Soy muy consciente de que este artículo se va a publicar en la llamada jornada de reflexión, y aunque cada vez esté menos extendida la inclinación a reflexionar, en general, y no parezca que dedicar a ella una jornada, referida a la decisión de voto, tenga una utilidad excesiva, respeto la legalidad vigente en el país donde vivo y he elegido un tema que no puede considerarse objeto de la liza electoral. De hecho, apenas ha sido objeto de la campaña, centrada en lo que ustedes ya saben pero desde luego no en el asunto que provoca estas líneas, y que no es otro que el papel de la cultura en una sociedad presuntamente desarrollada y avanzada, como querríamos creer que es la nuestra.
Muchos hemos esperado pacientemente, en estos quince días, algún guiño en clave cultural en alguna de las grandes ocasiones en que los candidatos han confrontado sus propuestas. Su ausencia clamorosa, más allá de actos de cuarta o quinta fila, ha dejado bien patente que en la sociedad española contemporánea, tal y como la ven quienes aspiran a gobernarla (y descaminados no andarán, porque, como solía decir un amigo mío, la mayoría siempre es digna de tenerse en cuenta, pero mucho más lo es la unanimidad), la ambición y la inquietud cultural ocupan un lugar irrelevante. Por no estar, la cultura ya no está en el debate ni como socorrida muletilla del argumentario político: más allá de alguna alusión no muy bien traída a Kant, lo que llena hasta la saciedad el discurso de nuestros políticos, como referente intelectual y retórico supremo, son los símiles futbolísticos: achicar espacios, queda partido, etcétera.

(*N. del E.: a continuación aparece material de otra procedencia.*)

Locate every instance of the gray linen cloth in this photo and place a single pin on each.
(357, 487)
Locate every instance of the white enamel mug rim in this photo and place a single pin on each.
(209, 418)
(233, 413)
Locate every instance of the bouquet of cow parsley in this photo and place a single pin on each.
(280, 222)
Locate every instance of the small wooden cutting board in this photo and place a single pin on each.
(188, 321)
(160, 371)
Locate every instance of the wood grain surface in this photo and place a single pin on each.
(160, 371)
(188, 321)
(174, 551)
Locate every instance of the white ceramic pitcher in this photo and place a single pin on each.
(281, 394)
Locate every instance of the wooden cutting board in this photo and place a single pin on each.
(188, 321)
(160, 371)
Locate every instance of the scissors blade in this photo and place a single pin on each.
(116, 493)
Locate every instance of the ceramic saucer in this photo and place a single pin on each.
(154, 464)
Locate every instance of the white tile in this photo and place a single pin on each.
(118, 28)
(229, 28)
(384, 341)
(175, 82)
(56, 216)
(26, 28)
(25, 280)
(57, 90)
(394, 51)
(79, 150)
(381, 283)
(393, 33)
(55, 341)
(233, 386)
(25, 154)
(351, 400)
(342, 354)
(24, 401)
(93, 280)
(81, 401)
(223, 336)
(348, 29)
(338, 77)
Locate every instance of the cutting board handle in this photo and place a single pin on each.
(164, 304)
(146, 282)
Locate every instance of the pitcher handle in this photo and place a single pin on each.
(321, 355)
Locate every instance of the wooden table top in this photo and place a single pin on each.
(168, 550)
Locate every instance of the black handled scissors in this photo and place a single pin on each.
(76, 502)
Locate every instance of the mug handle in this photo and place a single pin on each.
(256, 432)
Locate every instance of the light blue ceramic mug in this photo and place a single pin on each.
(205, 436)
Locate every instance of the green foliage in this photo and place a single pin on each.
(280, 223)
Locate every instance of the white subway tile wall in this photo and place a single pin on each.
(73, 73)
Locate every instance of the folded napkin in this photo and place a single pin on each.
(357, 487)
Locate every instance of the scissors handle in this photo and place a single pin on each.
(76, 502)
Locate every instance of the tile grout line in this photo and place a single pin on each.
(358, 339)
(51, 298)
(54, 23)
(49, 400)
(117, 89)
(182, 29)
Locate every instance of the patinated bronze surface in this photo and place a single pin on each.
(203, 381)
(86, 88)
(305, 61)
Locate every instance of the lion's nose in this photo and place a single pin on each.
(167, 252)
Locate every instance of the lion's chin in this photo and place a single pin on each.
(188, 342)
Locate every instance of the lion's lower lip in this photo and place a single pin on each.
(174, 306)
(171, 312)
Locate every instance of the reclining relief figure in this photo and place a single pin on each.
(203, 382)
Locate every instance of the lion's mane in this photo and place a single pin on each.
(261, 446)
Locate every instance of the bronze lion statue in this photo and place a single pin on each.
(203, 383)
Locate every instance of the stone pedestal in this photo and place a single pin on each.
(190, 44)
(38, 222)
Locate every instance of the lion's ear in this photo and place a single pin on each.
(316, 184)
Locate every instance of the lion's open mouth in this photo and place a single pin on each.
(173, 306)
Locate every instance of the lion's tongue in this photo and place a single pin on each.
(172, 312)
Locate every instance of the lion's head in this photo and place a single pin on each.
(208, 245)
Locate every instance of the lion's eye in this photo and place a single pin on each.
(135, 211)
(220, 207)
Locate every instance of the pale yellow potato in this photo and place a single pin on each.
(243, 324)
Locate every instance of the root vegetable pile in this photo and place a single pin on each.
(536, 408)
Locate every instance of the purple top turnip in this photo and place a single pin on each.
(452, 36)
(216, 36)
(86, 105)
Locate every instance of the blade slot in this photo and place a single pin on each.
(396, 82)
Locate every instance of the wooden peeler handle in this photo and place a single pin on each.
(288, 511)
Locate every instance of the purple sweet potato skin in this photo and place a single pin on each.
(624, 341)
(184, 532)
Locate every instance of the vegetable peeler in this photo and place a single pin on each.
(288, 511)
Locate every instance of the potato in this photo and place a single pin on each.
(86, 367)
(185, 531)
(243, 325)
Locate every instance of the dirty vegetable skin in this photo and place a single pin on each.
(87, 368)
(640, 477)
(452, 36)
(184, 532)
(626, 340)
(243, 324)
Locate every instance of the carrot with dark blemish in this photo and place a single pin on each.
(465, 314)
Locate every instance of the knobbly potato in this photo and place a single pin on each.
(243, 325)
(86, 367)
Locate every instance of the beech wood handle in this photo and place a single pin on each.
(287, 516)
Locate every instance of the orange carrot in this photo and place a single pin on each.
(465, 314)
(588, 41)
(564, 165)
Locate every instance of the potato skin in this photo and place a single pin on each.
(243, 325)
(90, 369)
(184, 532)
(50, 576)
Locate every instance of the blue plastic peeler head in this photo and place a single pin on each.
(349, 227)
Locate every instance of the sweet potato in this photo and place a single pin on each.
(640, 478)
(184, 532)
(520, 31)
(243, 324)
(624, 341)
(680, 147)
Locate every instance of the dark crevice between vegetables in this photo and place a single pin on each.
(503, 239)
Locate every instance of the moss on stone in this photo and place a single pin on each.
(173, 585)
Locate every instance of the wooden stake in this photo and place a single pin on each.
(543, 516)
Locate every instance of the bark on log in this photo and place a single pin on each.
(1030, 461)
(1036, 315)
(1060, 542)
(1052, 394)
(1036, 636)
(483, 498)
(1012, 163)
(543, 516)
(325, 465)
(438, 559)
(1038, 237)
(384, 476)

Lo que podemos celebrar, aquellos para quienes la literatura, el pensamiento o el arte, en todas sus formas, siguen ocupando un espacio central en nuestras vidas, es que en esta ocasión casi nadie de la cultura ha hecho el ridículo posando en la foto con un aspirante a líder que luego, una vez conseguida la poltrona, vaya a olvidarse de lo prometido al pobre bufón (que en eso, como dice Danilo Kis, se queda todo intelectual que se deja engañar y cree que lo llaman como consejero del poder).
La década y media que llevamos de siglo, merced al deterioro casi criminal de la educación (especialmente la pública), el desprecio olímpico a la creación y sus derechos, y la apuesta sistemática, con copiosa utilización de recursos públicos, por un ocio banal, la acabaremos recordando como los años en que nos hicimos más tontos; cuando el talento cedió el paso a la zafiedad estentórea, el discurso al meme, las ideas al chascarrillo.
Quisiera creer que algo cambiará a partir del domingo. Pero visto lo visto (y oído lo oído) me cuesta mucho ser optimista.